Insights in understanding the regulation of methionine biosynthesis; Engineering alfalfa (Medicago sativa) for increased methionine content

Alfalfa is a forage legume used as a principal feed source for livestock throughout the world because it provides much of the protein required in animal diets. Alfalfa, however, is deficient in the essential amino acid, methionine (Met). One strategy of improving the Met content of alfalfa has involved introducing the corn genes encoding the Met-rich and rumen stable beta- and delta-zein seed storage proteins. However, preliminary results indicate that the synthesis of the zein proteins in alfalfa leaves is limited by the availability of free Met. Our primary research goal is to increase Met levels in alfalfa by genetically modifying Met metabolic pathway. In an effort to better understand how the pathway is regulated in alfalfa, we have isolated cDNA clones of the key genes involved in Met metabolism from alfalfa and studied their expression in the leaves and nodules of alfalfa. Cystathionine gamma-synthase (CGS), S-adenosylmethionine synthase (SAMS), and Threonine synthase (TS) are all expressed at higher levels in nodules compared to leaves, suggesting a higher level of Met metabolism in this specialized organ. We also found that Met S-methyltransferase (MMT), the enzyme responsible for Met to S-methylmethionine (SMM) conversion, is expressed predominately in the leaves of alfalfa. Expression of an Arabidopsis CGS transgene in alfalfa caused downregulation of the endogenous CGS gene in the leaves, but not the nodules of transgenic plants.

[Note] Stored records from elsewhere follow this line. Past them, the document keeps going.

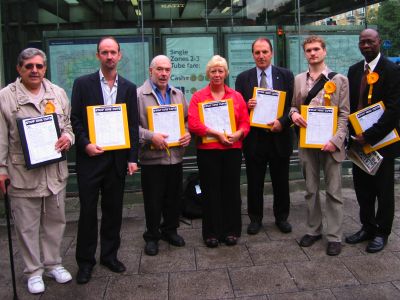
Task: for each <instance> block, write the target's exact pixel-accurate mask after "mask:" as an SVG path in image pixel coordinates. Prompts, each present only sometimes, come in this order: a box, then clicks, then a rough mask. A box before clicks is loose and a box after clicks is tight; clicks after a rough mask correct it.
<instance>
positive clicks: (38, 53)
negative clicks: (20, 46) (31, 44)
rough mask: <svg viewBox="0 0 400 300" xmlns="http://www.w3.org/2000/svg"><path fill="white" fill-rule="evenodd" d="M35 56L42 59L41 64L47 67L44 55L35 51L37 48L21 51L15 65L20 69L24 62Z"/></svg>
mask: <svg viewBox="0 0 400 300" xmlns="http://www.w3.org/2000/svg"><path fill="white" fill-rule="evenodd" d="M37 55H39V56H41V57H42V58H43V63H44V65H45V66H46V65H47V57H46V54H45V53H44V52H43V51H42V50H40V49H37V48H26V49H24V50H22V51H21V53H20V54H19V55H18V58H17V65H18V66H20V67H22V65H23V64H24V61H25V60H27V59H30V58H32V57H34V56H37Z"/></svg>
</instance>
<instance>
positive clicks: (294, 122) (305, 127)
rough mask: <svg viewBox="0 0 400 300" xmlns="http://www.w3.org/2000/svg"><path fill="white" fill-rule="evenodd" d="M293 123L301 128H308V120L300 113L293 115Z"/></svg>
mask: <svg viewBox="0 0 400 300" xmlns="http://www.w3.org/2000/svg"><path fill="white" fill-rule="evenodd" d="M292 122H293V123H294V124H295V125H297V126H299V127H304V128H307V122H306V120H304V118H303V117H302V116H301V115H300V114H299V113H298V112H294V113H293V114H292Z"/></svg>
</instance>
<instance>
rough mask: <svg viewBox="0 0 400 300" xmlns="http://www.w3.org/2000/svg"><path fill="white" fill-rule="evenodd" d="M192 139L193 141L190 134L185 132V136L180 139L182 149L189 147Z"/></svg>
mask: <svg viewBox="0 0 400 300" xmlns="http://www.w3.org/2000/svg"><path fill="white" fill-rule="evenodd" d="M190 139H191V136H190V133H189V132H185V134H184V135H183V136H181V137H180V139H179V144H180V145H181V146H182V147H187V146H189V143H190Z"/></svg>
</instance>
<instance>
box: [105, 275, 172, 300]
mask: <svg viewBox="0 0 400 300" xmlns="http://www.w3.org/2000/svg"><path fill="white" fill-rule="evenodd" d="M101 299H105V300H115V299H124V300H125V299H129V300H137V299H141V300H142V299H143V300H146V299H149V300H150V299H168V274H166V273H164V274H163V273H161V274H141V275H132V276H122V277H119V278H116V277H114V278H112V279H110V282H109V284H108V287H107V290H106V291H105V295H104V297H103V298H101Z"/></svg>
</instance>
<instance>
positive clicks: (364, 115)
mask: <svg viewBox="0 0 400 300" xmlns="http://www.w3.org/2000/svg"><path fill="white" fill-rule="evenodd" d="M383 112H384V109H383V107H382V106H380V105H374V106H371V107H369V108H367V109H365V110H362V111H360V112H359V113H357V114H356V117H357V120H358V122H359V123H360V127H361V129H362V131H363V132H364V131H366V130H367V129H368V128H370V127H372V126H373V125H374V124H375V123H376V122H378V120H379V118H380V117H381V116H382V115H383ZM395 138H396V134H395V132H394V131H393V130H392V131H391V132H389V134H388V135H386V136H385V137H384V138H383V139H382V140H380V141H379V142H378V143H376V144H375V145H371V147H372V148H375V147H377V146H380V145H382V144H384V143H386V142H388V141H390V140H393V139H395Z"/></svg>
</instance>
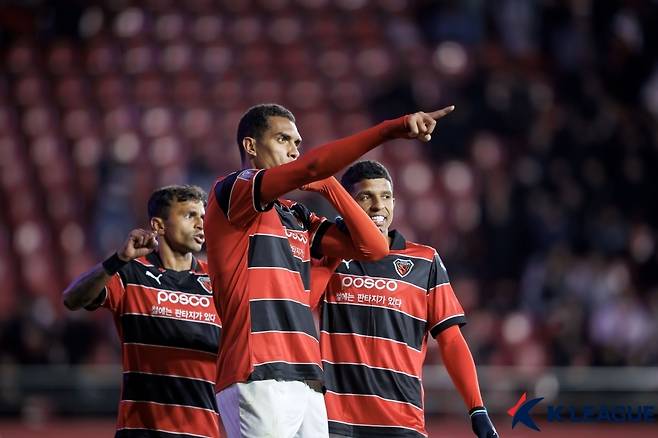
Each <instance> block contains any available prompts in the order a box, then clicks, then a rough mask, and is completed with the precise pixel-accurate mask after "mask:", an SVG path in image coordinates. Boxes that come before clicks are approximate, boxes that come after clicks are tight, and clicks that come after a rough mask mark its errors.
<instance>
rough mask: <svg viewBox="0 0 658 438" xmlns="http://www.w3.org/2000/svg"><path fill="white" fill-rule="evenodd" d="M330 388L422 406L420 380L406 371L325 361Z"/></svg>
mask: <svg viewBox="0 0 658 438" xmlns="http://www.w3.org/2000/svg"><path fill="white" fill-rule="evenodd" d="M322 364H323V366H324V382H325V385H326V387H327V390H328V391H332V392H337V393H338V394H361V395H378V396H380V397H383V398H385V399H388V400H396V401H401V402H406V403H411V404H413V405H414V406H417V407H418V408H421V409H422V407H423V397H422V390H421V384H420V380H419V379H416V378H415V377H410V376H407V375H406V374H402V373H396V372H395V371H390V370H383V369H379V368H368V367H366V366H365V365H348V364H331V363H329V362H325V361H323V362H322Z"/></svg>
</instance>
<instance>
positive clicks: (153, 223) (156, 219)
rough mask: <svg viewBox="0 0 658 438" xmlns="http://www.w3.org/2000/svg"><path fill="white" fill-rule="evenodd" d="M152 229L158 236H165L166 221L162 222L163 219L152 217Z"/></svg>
mask: <svg viewBox="0 0 658 438" xmlns="http://www.w3.org/2000/svg"><path fill="white" fill-rule="evenodd" d="M151 229H152V230H153V231H155V232H156V234H157V235H158V236H164V229H165V226H164V220H162V218H161V217H152V218H151Z"/></svg>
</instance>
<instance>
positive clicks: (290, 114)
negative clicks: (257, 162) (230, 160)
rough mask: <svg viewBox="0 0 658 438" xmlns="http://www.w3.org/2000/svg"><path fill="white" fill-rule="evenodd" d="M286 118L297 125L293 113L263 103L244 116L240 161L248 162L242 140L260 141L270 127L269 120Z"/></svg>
mask: <svg viewBox="0 0 658 438" xmlns="http://www.w3.org/2000/svg"><path fill="white" fill-rule="evenodd" d="M270 117H285V118H286V119H288V120H290V121H291V122H293V123H296V121H295V116H294V115H293V114H292V112H291V111H290V110H289V109H288V108H285V107H284V106H282V105H279V104H278V103H261V104H260V105H255V106H252V107H251V108H249V109H248V110H247V112H246V113H244V114H243V115H242V118H241V119H240V123H238V135H237V141H238V148H239V149H240V160H241V161H242V163H244V162H246V161H247V156H246V152H245V151H244V148H243V147H242V140H243V139H244V138H245V137H252V138H255V139H257V140H258V139H259V138H260V137H261V136H262V135H263V133H264V132H265V131H266V130H267V128H268V127H269V121H268V118H270Z"/></svg>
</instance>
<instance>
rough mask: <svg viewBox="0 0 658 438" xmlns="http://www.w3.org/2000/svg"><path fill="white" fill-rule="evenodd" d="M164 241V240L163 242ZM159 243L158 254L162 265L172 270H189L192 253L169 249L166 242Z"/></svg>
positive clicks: (189, 268) (169, 248) (190, 263)
mask: <svg viewBox="0 0 658 438" xmlns="http://www.w3.org/2000/svg"><path fill="white" fill-rule="evenodd" d="M163 243H164V242H163ZM163 243H161V244H160V246H159V248H158V256H159V257H160V261H161V262H162V267H163V268H165V269H171V270H172V271H189V270H190V269H192V253H191V252H188V253H185V254H181V253H179V252H176V251H174V250H173V249H171V247H170V246H169V245H167V244H166V243H164V244H163Z"/></svg>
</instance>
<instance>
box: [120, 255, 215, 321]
mask: <svg viewBox="0 0 658 438" xmlns="http://www.w3.org/2000/svg"><path fill="white" fill-rule="evenodd" d="M146 272H150V273H151V274H152V275H153V276H154V277H155V278H153V277H152V276H150V275H146ZM121 276H122V280H123V281H124V285H126V286H127V285H129V284H132V285H138V286H144V287H148V288H154V289H159V290H166V291H169V292H178V293H186V294H195V295H203V296H206V297H208V298H210V302H211V303H212V294H211V293H209V292H208V291H207V290H206V289H205V288H204V287H203V286H201V283H199V281H198V279H199V278H202V277H207V275H205V274H190V272H189V271H179V272H177V271H172V270H165V271H160V270H159V269H157V268H148V267H146V266H143V265H140V264H139V263H138V262H132V263H130V269H127V270H125V271H124V272H123V273H122V274H121ZM156 278H157V280H156ZM158 280H160V282H158ZM213 309H214V305H213V307H212V309H210V310H211V311H212V310H213Z"/></svg>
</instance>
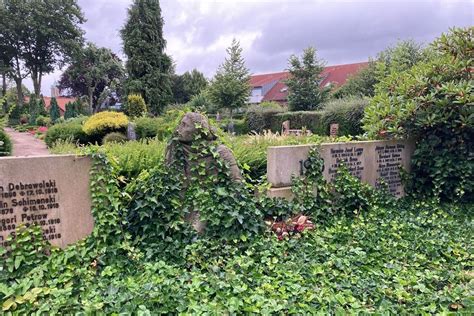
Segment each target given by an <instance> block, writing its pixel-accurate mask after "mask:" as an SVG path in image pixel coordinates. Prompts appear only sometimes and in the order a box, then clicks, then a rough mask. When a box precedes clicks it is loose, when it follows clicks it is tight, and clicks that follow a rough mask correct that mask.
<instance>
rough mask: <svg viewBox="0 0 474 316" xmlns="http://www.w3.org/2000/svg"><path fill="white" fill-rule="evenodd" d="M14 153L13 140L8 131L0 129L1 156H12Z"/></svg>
mask: <svg viewBox="0 0 474 316" xmlns="http://www.w3.org/2000/svg"><path fill="white" fill-rule="evenodd" d="M11 153H12V142H11V140H10V137H9V136H8V134H7V133H5V132H4V131H3V130H0V156H10V155H11Z"/></svg>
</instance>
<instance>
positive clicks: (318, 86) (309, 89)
mask: <svg viewBox="0 0 474 316" xmlns="http://www.w3.org/2000/svg"><path fill="white" fill-rule="evenodd" d="M288 67H289V69H288V71H289V73H290V76H289V78H288V80H287V81H286V85H287V86H288V108H289V110H290V111H309V110H317V109H319V108H320V107H321V104H322V103H323V102H324V101H325V100H326V99H327V98H328V96H329V91H330V88H329V87H324V88H321V87H320V84H321V82H322V81H323V78H322V77H321V73H322V71H323V70H324V62H323V61H321V60H319V59H318V58H317V56H316V49H315V48H313V47H308V48H306V49H305V50H304V51H303V56H302V58H301V60H300V58H299V57H298V56H295V55H292V56H291V57H290V58H289V59H288Z"/></svg>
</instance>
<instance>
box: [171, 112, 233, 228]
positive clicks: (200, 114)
mask: <svg viewBox="0 0 474 316" xmlns="http://www.w3.org/2000/svg"><path fill="white" fill-rule="evenodd" d="M216 141H217V136H216V131H215V129H214V128H213V127H212V126H211V125H210V124H209V121H208V120H207V118H206V117H205V116H204V115H202V114H200V113H194V112H189V113H186V115H185V116H184V117H183V118H182V119H181V122H180V124H179V125H178V127H177V129H176V131H175V133H174V137H173V139H172V140H171V142H170V143H169V144H168V146H167V148H166V158H165V161H166V165H167V166H169V167H172V166H173V165H174V164H177V163H179V161H181V162H182V163H183V173H184V175H185V183H184V188H183V189H186V187H187V186H189V181H191V180H190V178H191V175H192V169H193V167H195V166H198V165H201V164H202V163H204V165H205V166H206V167H205V168H206V170H207V172H208V175H209V174H217V173H218V172H219V169H216V168H213V166H215V165H216V163H217V161H216V158H215V155H213V153H212V151H211V150H210V149H211V147H213V146H212V145H214V144H215V142H216ZM197 143H199V144H197ZM203 149H207V150H203ZM215 151H216V152H217V154H218V156H219V157H220V159H222V161H224V162H225V164H226V165H227V167H228V168H229V176H230V179H231V180H232V181H233V182H240V181H242V175H241V173H240V169H239V167H238V165H237V161H236V160H235V157H234V155H233V153H232V151H231V150H230V149H229V148H228V147H226V146H225V145H223V144H219V145H217V147H216V148H215ZM203 153H204V154H203ZM217 159H218V158H217ZM186 220H187V221H189V222H191V223H192V225H193V227H194V228H195V229H196V230H197V231H198V232H203V231H204V228H205V223H204V222H202V221H200V220H199V211H197V210H195V211H192V212H190V213H189V214H188V216H187V217H186Z"/></svg>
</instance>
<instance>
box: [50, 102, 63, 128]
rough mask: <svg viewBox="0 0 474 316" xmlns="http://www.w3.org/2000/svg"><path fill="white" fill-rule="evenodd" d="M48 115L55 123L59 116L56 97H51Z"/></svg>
mask: <svg viewBox="0 0 474 316" xmlns="http://www.w3.org/2000/svg"><path fill="white" fill-rule="evenodd" d="M49 117H50V118H51V122H52V123H53V124H55V123H56V122H57V121H58V120H59V118H60V117H61V112H60V109H59V106H58V102H57V101H56V98H54V97H53V98H51V103H50V105H49Z"/></svg>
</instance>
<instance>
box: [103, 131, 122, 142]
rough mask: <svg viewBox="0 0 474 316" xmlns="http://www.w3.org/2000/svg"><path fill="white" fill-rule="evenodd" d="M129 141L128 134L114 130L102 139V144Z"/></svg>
mask: <svg viewBox="0 0 474 316" xmlns="http://www.w3.org/2000/svg"><path fill="white" fill-rule="evenodd" d="M127 141H128V138H127V136H125V135H124V134H122V133H117V132H112V133H108V134H107V135H105V137H104V139H102V144H108V143H125V142H127Z"/></svg>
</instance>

There was also increased expression of MMT in the leaves of CGS overexpressing alfalfa that accompanied an increase in SMM. In order to further modulate the Met metabolic pathway for increased synthesis of Met, we expressed a mutant form of the CGS transgene that lacked a feedback regulatory control mechanism to express the CGS gene at higher levels. We also expressed an antisense TS gene in alfalfa in an effort to downregulate this competing enzyme to favor Met biosynthesis over that of Thr. Metabolite data from these transgenic plants showed that carbon flux into Met biosynthesis can be increased. However, free Met remained low in transgenic plants likely due to an increased flow toward the synthesis of SMM and SAM.